Но одна конкретная из держав как враг не воспринимается. Однако сформировался некий абстрактный образ «держав», которому и приписывается роль «источника зла». В различных частных ситуациях он может переноситься на ту или другую страну, но ни за какой из них конкретно не закреплен. Было бы правильнее сказать, что в данном контексте под словом «дер­жавы» понимаются не сами по себе страны и народы, а некая обезличенная сущность мирового арбитра, который вершит судьбами народов по своему произволу, прикрываясь маской спра­ведливости, а между тем стремится по-своему, в зависимости от


своего удобства переустроить, переструктурировать мир. «Дер­жава» в этом понимании и является субъектом геополитики, той силой, которая стремиться низвести народы к функциям.

Становления народа, как внешнеполитического субъекта, про­исходит во внутреннем противодействии «державам» и состоит в переходе из состояния геополитической функции к состоянию «роли», самостоятельного игрока на геополитическом поле.

В некоем смысле понятие «державы» можно рассматривать как фантом.
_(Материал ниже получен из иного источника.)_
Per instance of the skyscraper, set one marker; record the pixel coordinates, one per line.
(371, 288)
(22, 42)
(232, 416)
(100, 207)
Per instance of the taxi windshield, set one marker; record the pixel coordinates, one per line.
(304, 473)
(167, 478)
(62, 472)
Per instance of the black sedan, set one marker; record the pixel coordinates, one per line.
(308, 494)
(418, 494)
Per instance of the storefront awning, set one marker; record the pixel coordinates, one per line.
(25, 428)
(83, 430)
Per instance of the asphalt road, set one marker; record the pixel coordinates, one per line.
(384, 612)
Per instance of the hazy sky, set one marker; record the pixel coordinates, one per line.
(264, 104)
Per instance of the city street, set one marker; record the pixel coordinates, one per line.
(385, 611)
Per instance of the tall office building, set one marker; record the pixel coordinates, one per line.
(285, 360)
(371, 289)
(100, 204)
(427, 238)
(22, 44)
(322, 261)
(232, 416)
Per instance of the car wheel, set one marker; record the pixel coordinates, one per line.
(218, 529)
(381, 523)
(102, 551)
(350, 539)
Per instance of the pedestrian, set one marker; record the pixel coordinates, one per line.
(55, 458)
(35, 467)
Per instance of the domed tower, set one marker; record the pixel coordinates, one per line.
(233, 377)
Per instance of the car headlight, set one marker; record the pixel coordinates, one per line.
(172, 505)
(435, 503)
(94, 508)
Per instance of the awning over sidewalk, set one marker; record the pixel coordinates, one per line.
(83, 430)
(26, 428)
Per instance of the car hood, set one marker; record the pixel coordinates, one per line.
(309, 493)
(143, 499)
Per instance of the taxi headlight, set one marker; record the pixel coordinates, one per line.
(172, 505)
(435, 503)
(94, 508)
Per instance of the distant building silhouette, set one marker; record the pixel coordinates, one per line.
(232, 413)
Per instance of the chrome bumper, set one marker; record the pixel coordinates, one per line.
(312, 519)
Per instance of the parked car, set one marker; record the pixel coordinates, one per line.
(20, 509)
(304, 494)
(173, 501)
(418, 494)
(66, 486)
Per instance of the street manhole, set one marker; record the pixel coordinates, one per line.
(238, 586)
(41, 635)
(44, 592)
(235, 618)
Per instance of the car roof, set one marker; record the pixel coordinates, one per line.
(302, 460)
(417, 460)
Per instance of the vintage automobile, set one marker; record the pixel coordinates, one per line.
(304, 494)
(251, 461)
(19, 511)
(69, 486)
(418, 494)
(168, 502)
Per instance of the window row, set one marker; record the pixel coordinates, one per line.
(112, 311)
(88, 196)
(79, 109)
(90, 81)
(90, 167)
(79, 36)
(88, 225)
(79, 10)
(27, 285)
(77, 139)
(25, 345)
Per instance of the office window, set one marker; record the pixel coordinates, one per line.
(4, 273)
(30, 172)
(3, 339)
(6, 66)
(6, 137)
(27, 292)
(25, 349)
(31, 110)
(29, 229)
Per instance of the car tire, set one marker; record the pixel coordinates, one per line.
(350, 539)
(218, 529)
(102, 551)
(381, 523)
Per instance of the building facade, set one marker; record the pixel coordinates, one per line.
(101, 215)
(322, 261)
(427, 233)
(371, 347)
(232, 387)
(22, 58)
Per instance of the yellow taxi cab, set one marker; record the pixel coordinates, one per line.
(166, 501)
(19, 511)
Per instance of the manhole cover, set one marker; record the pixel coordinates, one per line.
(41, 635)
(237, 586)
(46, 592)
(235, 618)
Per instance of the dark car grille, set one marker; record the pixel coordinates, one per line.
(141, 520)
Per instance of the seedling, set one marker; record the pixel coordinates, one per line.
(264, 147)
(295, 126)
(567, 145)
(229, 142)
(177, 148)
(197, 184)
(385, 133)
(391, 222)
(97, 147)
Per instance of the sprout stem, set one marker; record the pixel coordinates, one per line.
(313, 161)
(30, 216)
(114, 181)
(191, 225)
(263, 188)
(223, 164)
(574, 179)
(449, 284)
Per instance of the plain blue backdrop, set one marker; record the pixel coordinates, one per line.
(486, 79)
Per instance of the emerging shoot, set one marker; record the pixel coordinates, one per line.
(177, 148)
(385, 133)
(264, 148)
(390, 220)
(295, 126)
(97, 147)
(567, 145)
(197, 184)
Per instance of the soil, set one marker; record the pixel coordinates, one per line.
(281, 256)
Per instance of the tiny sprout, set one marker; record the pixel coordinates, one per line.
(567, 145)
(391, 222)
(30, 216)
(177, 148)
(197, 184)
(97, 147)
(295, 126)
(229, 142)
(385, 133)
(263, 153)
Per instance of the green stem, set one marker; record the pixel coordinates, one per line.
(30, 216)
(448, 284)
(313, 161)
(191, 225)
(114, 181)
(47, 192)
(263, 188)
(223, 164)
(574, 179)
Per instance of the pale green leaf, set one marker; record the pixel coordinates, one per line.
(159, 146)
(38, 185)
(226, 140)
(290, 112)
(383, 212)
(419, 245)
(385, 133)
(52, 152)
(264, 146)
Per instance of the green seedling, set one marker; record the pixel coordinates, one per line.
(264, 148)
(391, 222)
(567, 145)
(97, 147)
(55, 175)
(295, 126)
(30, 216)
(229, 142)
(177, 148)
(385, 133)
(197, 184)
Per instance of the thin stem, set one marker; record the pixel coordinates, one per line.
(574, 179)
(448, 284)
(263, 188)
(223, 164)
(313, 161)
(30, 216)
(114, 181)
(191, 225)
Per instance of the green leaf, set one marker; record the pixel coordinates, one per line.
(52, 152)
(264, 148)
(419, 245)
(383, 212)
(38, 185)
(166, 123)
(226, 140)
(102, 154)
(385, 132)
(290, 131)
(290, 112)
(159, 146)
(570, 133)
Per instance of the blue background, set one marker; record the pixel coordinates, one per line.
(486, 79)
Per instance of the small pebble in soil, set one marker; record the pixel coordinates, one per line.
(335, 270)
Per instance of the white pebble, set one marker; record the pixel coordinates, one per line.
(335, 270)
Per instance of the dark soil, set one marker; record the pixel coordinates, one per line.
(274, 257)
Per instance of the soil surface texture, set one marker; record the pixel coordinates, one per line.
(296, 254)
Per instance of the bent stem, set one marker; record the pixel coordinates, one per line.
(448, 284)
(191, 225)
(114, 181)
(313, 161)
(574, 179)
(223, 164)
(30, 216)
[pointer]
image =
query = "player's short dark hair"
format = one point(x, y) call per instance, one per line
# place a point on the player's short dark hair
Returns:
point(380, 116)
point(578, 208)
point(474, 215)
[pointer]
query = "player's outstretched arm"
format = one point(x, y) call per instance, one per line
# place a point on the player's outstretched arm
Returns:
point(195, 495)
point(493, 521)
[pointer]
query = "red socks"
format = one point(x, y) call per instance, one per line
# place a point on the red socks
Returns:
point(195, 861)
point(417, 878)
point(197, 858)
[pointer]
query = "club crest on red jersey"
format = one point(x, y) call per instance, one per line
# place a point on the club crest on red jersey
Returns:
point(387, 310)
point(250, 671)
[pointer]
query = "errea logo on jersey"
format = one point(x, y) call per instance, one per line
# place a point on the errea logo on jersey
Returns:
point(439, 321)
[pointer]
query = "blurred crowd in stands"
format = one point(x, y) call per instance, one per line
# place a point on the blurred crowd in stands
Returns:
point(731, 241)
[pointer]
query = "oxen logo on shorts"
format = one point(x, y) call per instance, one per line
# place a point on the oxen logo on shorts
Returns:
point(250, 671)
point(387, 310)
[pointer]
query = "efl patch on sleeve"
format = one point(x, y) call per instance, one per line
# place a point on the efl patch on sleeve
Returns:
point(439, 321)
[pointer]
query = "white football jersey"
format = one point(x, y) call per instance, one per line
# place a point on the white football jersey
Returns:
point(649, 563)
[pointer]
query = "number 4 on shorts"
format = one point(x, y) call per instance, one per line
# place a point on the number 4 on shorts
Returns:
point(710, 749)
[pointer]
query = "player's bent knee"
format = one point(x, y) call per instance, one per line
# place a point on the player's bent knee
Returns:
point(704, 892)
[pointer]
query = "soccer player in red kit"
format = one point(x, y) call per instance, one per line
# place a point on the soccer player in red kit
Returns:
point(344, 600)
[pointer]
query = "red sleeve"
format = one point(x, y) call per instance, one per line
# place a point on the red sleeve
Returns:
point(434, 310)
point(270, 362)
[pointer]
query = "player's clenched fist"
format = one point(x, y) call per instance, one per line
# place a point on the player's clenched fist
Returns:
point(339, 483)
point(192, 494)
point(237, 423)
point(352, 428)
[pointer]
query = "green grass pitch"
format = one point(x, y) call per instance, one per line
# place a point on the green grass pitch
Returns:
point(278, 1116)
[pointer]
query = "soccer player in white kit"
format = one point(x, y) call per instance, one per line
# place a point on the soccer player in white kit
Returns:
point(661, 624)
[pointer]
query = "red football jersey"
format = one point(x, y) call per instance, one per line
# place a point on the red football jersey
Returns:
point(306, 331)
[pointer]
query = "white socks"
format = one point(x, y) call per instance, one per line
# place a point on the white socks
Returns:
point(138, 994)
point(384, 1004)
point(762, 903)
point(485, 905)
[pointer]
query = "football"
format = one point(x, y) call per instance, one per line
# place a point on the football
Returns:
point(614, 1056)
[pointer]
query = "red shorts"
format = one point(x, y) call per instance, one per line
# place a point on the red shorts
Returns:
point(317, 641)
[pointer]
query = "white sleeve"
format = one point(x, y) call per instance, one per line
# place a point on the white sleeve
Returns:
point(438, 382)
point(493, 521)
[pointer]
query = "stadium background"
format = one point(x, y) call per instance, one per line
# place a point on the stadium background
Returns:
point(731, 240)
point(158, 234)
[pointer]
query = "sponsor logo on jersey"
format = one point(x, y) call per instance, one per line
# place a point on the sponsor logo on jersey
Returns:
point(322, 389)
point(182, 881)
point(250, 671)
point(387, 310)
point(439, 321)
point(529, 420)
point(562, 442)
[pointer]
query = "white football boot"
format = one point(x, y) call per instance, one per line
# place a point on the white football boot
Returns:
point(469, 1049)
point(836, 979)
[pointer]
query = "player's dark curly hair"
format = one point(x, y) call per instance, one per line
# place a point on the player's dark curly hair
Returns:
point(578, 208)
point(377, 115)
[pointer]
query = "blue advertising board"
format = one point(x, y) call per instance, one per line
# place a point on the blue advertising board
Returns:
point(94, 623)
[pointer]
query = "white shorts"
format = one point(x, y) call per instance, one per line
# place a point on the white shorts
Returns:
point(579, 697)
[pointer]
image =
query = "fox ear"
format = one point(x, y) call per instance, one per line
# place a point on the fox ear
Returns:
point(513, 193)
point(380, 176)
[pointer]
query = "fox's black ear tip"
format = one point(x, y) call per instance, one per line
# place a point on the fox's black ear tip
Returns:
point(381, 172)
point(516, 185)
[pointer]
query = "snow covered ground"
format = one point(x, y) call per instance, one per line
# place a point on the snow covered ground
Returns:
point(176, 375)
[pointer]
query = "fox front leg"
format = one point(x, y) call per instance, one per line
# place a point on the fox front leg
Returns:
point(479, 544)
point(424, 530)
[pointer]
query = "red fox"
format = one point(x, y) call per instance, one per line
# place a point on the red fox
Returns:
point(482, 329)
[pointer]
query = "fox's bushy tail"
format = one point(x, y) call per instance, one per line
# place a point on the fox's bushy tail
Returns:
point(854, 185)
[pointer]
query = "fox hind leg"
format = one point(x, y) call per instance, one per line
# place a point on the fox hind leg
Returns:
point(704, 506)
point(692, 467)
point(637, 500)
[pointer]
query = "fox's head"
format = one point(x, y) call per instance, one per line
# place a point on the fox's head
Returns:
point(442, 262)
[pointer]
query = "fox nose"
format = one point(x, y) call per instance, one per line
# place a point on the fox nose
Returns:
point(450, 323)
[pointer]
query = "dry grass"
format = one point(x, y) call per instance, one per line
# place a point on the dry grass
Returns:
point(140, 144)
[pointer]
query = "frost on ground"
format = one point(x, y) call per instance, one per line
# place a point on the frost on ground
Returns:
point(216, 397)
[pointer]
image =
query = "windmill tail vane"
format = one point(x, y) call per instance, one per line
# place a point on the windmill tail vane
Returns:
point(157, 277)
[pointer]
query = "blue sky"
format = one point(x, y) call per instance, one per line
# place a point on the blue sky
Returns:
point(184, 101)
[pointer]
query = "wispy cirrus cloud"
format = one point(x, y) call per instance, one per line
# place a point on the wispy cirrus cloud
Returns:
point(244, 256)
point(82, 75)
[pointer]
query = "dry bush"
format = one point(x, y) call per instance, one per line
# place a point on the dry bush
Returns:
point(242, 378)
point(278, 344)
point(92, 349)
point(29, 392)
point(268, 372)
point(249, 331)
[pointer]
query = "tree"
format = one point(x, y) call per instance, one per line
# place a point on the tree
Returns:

Оно безлично. «Держава» не субъект как таковой, а образ действия в мире. Образ покорения мира и мироуправления, который можно было бы условно назвать «технологическим». Последнее очень важно. Тот субъект, который понимается под словом «держава», действует не силой, не обычной хитростью даже, а как бы некоей «магической» завораживающей силой. Эта сила - источник зла. Ей и необходимо противостоять.

Способ внешнего действия ни одной из стран не сводится к «технологичности». Поэтому с народами этих стран можно строить субъектные «межличностные» отношения.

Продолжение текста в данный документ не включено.